In May, I accompanied Eloy Terena, legal counsel to the Association of Indigenous Peoples of Brazil (APIB) and a member of the Terena people, to BlackRock’s shareholder meeting. There, Eloy warned CEO Larry Fink of the impending crisis in the Amazon, telling him, “You bear responsibility for our future.” Although everyone in the room appeared to listen to Eloy with rapt attention, Fink and the rest of the BlackRock board members and executives clearly ignored his warning. And now we’re seeing the consequences.

This is particularly egregious because Eloy was not asking BlackRock to divest from agribusiness companies – something BlackRock claims it is unable to do, which is highly debatable because other asset managers have begun to successfully exclude the most egregious climate profiteers from their portfolios. Eloy was simply asking the firm to hold time-bound, consequential engagement with companies in which it invests.

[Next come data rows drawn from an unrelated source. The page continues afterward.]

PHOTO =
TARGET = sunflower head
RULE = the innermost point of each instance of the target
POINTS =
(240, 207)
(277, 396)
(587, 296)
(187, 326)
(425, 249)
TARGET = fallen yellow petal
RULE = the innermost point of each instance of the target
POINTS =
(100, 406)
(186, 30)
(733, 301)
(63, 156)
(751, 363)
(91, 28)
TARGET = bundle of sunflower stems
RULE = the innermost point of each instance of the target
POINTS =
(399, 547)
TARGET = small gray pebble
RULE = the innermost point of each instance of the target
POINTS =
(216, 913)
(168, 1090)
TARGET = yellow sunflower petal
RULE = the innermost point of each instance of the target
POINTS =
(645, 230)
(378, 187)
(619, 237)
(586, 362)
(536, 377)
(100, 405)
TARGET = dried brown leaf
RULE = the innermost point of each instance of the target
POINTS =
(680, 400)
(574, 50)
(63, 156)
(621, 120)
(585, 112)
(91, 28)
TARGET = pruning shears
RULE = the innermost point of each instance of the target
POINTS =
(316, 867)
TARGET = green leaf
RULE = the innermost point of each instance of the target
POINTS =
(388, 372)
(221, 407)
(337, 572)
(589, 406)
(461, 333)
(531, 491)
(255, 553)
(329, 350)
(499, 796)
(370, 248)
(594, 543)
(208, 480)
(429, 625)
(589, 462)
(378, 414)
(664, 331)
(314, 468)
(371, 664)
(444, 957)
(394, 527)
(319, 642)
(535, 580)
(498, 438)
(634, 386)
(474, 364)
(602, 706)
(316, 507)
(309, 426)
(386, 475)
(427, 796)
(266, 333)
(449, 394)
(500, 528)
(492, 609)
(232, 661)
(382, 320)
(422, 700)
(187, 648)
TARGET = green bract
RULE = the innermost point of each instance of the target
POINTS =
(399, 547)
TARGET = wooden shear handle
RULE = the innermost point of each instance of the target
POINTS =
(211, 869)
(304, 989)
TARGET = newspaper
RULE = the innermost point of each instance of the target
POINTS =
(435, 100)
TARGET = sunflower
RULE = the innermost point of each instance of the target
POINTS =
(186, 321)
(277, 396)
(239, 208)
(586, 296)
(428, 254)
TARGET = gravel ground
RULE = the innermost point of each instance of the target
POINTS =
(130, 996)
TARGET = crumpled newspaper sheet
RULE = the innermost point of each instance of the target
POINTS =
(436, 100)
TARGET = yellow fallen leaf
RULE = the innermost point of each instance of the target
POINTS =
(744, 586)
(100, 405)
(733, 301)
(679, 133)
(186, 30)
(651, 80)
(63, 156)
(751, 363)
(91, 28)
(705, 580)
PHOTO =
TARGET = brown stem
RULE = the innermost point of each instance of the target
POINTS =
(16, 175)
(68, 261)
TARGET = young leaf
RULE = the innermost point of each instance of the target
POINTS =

If only Larry Fink had heeded Eloy’s warnings and effectively engaged with the companies it invests in that operate and source from the Brazilian Amazon, it may have made a real difference in the fires this year. If agribusiness companies clearly understood that one of their biggest investors would not tolerate new deforestation or indigenous rights violations, they would act accordingly. And it would almost certainly make a difference for the prevention of medium- to long-term deforestation in the Brazilian Amazon.

BlackRock constantly says it is performing “engagement” and touts this in the press, although the firm almost always refuses to clarify the who, what, when, where, why, or how of that engagement.

Without being public about its engagement, BlackRock’s promises ring hollow. And upon deeper investigation, it’s clear just how profoundly hollow they are. A recent report from our allies at Majority Action revealed that BlackRock consistently blocks the passage of key climate proposals at shareholder meetings of the companies they invest in. And to date, there is little concrete progress to show from BlackRock’s private engagement with companies, although it makes for good publicity for the company and its CEO.

The shortcomings of BlackRock’s “engagement” strategy can be seen in the smoke rising from the Amazon. Left to their own devices, these asset managers and their beneficiary companies won’t stop until they burn the planet – so we must keep up the pressure and demand they wield their enormous power to stop the destruction of the Amazon.